Ex: \(f : X \rightarrow \mathbb{R}\)

\[ f(x) = \frac{1}{|x|} \]

what is the correct domain \(X\)?

\[ X = \mathbb{R} \setminus \{0\} \]

is \(f\) injective? It is not injective because \(f(-x) = f(x), \forall x \neq 0\).

\(f\) would be injective if you limited the domain to \((0, \infty)\) or \((-\infty, 0)\).

is \(f\) surjective? It is not surjective, \(f(R \setminus \{0\}) = (0, \infty)\).

you can make it surjective by limiting its codomain as

\[ f : (0, \infty) \rightarrow (0, \infty) \]

Let \(f : X \rightarrow Y\) be a injective function.

The inverse to the function \(f\), is written as \(f^{-1}\), this means the inverse function NOT \(\frac{1}{f}\) which is the function from \(f(X)\) to \(X\) which is given by \(f^{-1}(y) = x\) when \(f(x) = y\).

this only works when you have a injective function because you will have two functions which go to the same y value.


Ex: \(f : (0, \infty) \rightarrow (0, \infty)\)

\[ f(x) = \frac{1}{x} \]

\[ f^{-1}(y) = \frac{1}{y} \]

this is a special case where

\[ f=f^{-1} \]

Function Compositing

\[ f : X \rightarrow Y \] \[ g : Y \rightarrow Z \]

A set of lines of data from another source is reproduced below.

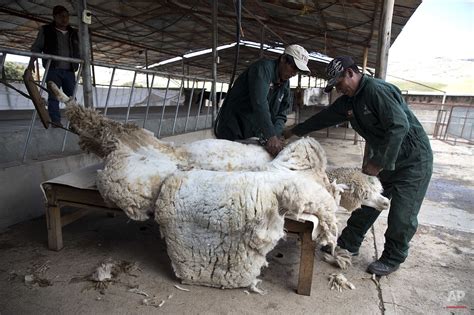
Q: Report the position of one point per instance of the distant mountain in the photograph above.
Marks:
(455, 76)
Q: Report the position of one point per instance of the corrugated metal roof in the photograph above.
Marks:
(124, 31)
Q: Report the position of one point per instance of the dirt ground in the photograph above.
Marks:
(437, 277)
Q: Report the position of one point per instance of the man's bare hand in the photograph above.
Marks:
(287, 133)
(371, 169)
(274, 145)
(31, 66)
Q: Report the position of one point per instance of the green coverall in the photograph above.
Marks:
(256, 105)
(397, 143)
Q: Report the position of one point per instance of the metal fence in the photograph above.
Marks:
(164, 103)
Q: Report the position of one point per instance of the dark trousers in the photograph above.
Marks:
(406, 186)
(64, 79)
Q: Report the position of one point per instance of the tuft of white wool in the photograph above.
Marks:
(338, 282)
(341, 258)
(224, 155)
(362, 189)
(219, 226)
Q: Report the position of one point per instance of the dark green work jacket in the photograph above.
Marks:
(380, 115)
(256, 105)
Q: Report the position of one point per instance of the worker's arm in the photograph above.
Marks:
(281, 117)
(386, 106)
(37, 46)
(333, 115)
(259, 85)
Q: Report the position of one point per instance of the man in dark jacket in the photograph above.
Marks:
(257, 103)
(58, 38)
(398, 152)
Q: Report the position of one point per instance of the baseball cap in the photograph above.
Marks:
(335, 69)
(59, 9)
(300, 55)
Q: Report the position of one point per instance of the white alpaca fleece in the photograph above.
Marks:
(219, 226)
(362, 189)
(131, 178)
(224, 155)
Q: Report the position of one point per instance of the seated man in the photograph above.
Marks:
(257, 103)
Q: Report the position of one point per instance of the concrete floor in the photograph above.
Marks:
(437, 277)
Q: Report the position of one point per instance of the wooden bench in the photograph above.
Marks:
(59, 195)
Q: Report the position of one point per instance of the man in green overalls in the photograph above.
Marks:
(397, 151)
(257, 103)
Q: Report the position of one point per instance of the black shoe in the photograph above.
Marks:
(327, 250)
(57, 124)
(379, 268)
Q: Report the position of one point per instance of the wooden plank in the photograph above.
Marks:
(71, 217)
(305, 278)
(53, 221)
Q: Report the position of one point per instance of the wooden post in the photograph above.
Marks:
(385, 31)
(305, 278)
(53, 221)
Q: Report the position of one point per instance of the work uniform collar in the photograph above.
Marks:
(276, 80)
(362, 83)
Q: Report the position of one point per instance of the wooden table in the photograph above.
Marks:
(85, 200)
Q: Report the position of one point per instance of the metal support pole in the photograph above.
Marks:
(189, 106)
(181, 89)
(214, 59)
(163, 109)
(200, 104)
(78, 75)
(385, 31)
(364, 66)
(108, 92)
(85, 54)
(148, 99)
(33, 117)
(131, 95)
(262, 39)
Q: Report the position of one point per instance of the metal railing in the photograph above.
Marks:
(169, 104)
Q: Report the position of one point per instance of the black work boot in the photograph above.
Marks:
(379, 268)
(327, 249)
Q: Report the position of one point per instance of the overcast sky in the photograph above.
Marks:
(438, 28)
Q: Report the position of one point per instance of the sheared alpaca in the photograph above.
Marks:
(219, 226)
(361, 189)
(147, 177)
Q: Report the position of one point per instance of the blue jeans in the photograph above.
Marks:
(64, 79)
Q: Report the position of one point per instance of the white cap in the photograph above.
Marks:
(300, 55)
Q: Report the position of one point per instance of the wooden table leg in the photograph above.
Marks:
(53, 222)
(306, 263)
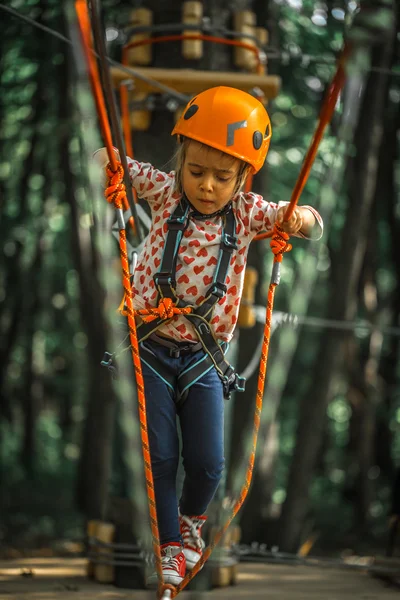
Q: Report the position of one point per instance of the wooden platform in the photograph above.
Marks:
(189, 81)
(64, 579)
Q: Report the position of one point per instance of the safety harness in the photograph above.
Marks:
(200, 315)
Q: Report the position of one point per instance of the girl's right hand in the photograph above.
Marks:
(101, 159)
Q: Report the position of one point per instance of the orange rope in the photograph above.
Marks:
(207, 38)
(116, 193)
(279, 245)
(325, 117)
(166, 309)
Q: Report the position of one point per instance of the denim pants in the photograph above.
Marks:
(201, 419)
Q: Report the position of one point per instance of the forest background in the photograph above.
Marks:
(330, 438)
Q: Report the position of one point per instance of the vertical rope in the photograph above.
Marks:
(115, 194)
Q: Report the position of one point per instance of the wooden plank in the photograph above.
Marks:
(189, 81)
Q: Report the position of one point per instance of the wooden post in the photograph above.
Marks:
(245, 22)
(247, 317)
(141, 55)
(189, 81)
(140, 119)
(91, 531)
(104, 573)
(192, 14)
(262, 37)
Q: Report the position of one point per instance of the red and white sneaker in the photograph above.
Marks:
(193, 544)
(173, 563)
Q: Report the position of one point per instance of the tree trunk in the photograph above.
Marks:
(343, 304)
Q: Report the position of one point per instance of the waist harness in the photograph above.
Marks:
(165, 282)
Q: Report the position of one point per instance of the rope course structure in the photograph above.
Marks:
(119, 194)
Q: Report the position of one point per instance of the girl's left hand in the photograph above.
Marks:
(294, 224)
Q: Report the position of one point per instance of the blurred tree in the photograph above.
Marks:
(362, 181)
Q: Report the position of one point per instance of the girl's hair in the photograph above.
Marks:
(180, 155)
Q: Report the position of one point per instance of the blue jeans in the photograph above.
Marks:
(202, 427)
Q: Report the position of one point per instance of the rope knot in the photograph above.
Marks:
(115, 191)
(166, 309)
(279, 243)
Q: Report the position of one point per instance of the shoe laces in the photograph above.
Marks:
(191, 532)
(170, 560)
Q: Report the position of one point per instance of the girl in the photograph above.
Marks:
(194, 258)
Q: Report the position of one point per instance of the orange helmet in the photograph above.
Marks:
(229, 120)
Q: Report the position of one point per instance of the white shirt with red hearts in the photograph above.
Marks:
(198, 252)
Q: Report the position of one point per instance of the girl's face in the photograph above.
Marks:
(209, 177)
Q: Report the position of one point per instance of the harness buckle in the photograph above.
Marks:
(177, 223)
(217, 289)
(229, 241)
(163, 279)
(232, 382)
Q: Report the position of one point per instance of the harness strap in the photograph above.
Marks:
(199, 316)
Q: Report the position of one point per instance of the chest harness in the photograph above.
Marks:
(200, 316)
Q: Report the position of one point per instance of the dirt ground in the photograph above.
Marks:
(64, 579)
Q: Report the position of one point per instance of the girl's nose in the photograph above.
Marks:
(206, 183)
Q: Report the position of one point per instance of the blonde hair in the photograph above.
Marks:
(180, 155)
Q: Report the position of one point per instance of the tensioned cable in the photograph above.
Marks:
(182, 98)
(271, 54)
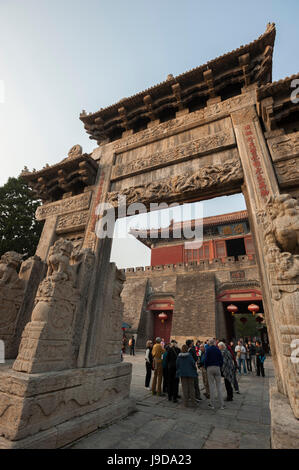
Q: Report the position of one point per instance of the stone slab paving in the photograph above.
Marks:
(160, 424)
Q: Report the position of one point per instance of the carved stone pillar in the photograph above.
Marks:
(273, 223)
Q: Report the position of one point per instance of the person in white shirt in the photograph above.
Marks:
(240, 351)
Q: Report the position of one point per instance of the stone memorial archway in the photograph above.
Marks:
(219, 129)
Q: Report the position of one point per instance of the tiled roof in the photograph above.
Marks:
(207, 222)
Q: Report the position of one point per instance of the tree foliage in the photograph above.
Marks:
(19, 231)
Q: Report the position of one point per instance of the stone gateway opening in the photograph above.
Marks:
(220, 129)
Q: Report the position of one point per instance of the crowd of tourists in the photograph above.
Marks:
(213, 358)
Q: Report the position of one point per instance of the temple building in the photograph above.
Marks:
(186, 290)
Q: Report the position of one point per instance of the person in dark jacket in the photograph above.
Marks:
(231, 350)
(213, 363)
(186, 370)
(165, 370)
(227, 370)
(203, 369)
(260, 358)
(192, 351)
(173, 381)
(148, 363)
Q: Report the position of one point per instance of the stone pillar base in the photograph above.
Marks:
(284, 425)
(51, 410)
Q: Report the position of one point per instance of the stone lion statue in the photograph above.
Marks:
(9, 265)
(282, 234)
(288, 266)
(283, 228)
(59, 268)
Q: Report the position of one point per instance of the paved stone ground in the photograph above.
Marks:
(160, 424)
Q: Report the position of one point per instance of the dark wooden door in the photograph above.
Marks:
(163, 329)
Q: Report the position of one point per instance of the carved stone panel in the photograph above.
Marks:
(193, 149)
(182, 186)
(284, 146)
(65, 206)
(287, 172)
(12, 289)
(160, 131)
(72, 222)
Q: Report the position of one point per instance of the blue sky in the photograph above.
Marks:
(61, 56)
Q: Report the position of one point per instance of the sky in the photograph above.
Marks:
(58, 57)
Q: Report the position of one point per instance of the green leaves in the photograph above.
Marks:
(19, 231)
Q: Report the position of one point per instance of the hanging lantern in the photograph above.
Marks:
(232, 309)
(162, 316)
(253, 308)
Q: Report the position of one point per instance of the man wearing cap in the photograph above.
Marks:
(157, 353)
(192, 351)
(173, 381)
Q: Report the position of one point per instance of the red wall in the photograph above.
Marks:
(167, 255)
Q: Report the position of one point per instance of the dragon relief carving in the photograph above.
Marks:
(282, 235)
(59, 268)
(9, 264)
(202, 179)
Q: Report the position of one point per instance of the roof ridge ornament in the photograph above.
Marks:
(75, 151)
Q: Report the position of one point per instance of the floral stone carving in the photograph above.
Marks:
(47, 341)
(175, 187)
(282, 235)
(11, 296)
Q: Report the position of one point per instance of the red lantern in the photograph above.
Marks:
(162, 316)
(253, 308)
(232, 309)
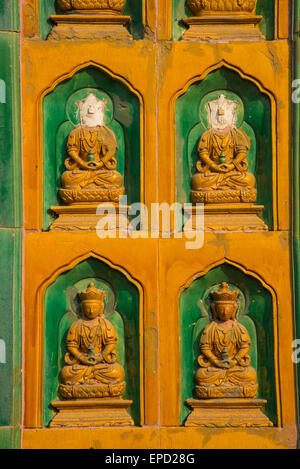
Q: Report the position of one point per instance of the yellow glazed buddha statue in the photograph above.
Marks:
(224, 359)
(91, 174)
(91, 381)
(90, 20)
(222, 170)
(91, 370)
(225, 383)
(222, 21)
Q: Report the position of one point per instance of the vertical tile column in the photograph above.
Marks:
(10, 227)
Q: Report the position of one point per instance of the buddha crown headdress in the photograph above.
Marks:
(224, 108)
(92, 293)
(224, 295)
(99, 106)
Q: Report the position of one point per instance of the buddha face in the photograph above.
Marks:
(92, 111)
(224, 311)
(92, 309)
(222, 113)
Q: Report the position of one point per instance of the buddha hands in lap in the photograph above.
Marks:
(224, 359)
(90, 362)
(91, 174)
(222, 170)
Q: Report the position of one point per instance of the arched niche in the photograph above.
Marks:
(132, 8)
(62, 309)
(57, 124)
(257, 124)
(255, 313)
(265, 8)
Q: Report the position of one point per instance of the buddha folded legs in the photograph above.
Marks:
(91, 174)
(219, 382)
(90, 367)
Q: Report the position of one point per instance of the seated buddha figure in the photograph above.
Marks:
(91, 174)
(90, 367)
(222, 170)
(224, 359)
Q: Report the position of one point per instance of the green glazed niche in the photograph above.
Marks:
(265, 8)
(190, 124)
(133, 8)
(62, 308)
(60, 117)
(255, 312)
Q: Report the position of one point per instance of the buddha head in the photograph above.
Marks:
(92, 302)
(224, 305)
(222, 113)
(91, 111)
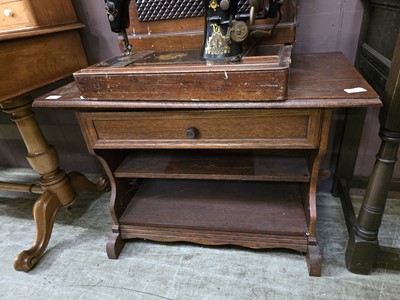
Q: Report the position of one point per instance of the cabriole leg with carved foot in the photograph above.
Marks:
(59, 190)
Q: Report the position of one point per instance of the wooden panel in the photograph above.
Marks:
(45, 12)
(213, 164)
(183, 76)
(187, 33)
(220, 129)
(55, 56)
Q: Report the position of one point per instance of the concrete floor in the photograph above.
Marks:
(75, 265)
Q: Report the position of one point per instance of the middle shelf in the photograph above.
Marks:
(259, 165)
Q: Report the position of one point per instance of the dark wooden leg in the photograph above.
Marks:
(363, 246)
(59, 190)
(44, 212)
(115, 243)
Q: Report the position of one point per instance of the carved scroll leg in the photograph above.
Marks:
(44, 213)
(314, 258)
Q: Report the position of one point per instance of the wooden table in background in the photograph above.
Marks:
(39, 44)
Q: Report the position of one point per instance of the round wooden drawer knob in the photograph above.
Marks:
(7, 12)
(192, 132)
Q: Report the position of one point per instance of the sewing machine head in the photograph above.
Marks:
(228, 24)
(227, 27)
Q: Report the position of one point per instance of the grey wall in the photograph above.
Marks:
(323, 26)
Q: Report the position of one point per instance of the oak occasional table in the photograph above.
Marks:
(216, 173)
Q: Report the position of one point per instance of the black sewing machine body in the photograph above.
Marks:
(195, 50)
(226, 24)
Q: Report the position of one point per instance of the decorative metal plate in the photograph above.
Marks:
(157, 10)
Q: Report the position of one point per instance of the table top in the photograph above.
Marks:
(320, 80)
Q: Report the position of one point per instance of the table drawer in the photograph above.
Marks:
(13, 15)
(274, 128)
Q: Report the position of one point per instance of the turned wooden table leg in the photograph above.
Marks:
(363, 243)
(59, 190)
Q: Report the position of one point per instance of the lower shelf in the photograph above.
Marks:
(250, 214)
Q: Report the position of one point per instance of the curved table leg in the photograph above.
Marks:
(44, 213)
(59, 189)
(363, 246)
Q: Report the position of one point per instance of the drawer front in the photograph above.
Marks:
(13, 15)
(273, 128)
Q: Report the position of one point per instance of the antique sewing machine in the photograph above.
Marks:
(242, 55)
(226, 24)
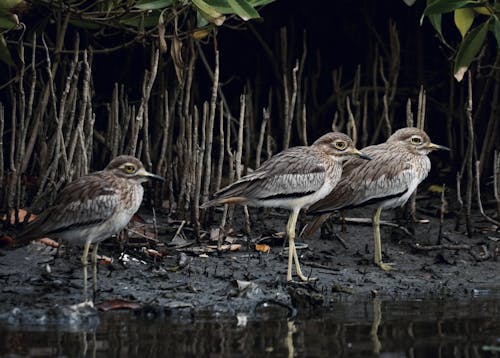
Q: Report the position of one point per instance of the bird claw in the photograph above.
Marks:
(385, 266)
(306, 279)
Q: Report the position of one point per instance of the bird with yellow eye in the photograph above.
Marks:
(292, 179)
(388, 180)
(92, 208)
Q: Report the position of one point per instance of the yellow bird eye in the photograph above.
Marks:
(129, 169)
(416, 140)
(340, 144)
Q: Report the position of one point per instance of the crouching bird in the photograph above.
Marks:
(388, 180)
(292, 179)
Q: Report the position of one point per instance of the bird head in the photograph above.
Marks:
(129, 167)
(339, 146)
(415, 140)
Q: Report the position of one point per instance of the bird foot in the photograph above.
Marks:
(303, 278)
(386, 266)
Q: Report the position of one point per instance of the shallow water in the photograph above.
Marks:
(392, 329)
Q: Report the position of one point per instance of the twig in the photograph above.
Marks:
(210, 130)
(366, 221)
(351, 123)
(470, 151)
(479, 202)
(441, 215)
(239, 153)
(421, 108)
(258, 153)
(496, 180)
(440, 247)
(220, 162)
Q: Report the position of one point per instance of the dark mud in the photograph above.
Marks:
(185, 277)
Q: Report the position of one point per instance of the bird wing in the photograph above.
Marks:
(83, 202)
(294, 172)
(389, 174)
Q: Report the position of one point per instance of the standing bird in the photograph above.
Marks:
(93, 208)
(292, 179)
(389, 179)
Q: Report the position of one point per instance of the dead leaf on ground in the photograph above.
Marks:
(117, 305)
(48, 242)
(104, 260)
(153, 253)
(6, 241)
(262, 248)
(232, 247)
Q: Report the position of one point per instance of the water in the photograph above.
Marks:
(390, 329)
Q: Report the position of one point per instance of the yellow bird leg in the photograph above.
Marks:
(84, 265)
(290, 233)
(292, 250)
(378, 243)
(94, 270)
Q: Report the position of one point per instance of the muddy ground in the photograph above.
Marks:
(182, 275)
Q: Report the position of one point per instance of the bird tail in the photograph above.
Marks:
(223, 201)
(314, 225)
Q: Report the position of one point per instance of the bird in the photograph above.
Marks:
(397, 167)
(92, 208)
(292, 179)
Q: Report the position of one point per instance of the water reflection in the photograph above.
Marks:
(396, 329)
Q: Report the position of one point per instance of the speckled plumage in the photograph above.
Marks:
(93, 207)
(389, 179)
(292, 179)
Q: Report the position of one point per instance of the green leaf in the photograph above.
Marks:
(464, 19)
(206, 8)
(243, 9)
(496, 32)
(153, 4)
(7, 20)
(4, 52)
(209, 13)
(469, 48)
(84, 24)
(444, 6)
(256, 3)
(142, 20)
(9, 4)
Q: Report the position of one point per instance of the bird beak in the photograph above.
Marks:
(360, 154)
(433, 146)
(146, 174)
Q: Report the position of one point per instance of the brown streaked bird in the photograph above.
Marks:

\(f\)s codomain is \(g\)s domain

this is so called composite function

this can also be written as

\[ g \circ f \]

which is read like “\(g\) after \(f\)”.

\[ g \circ f : X \rightarrow Z \]

\[ (g \circ f)(x) = g(f(x)) \]

the composition of function is not commutative, meaning that the order of how you compose them together matters.

Important Note: If \(X=Y=Z\) then \(g \circ f\) and \(f \circ g\) makes sense.

but in most cases \(g \circ f \neq f \circ g\) (composition of functions is not commutative).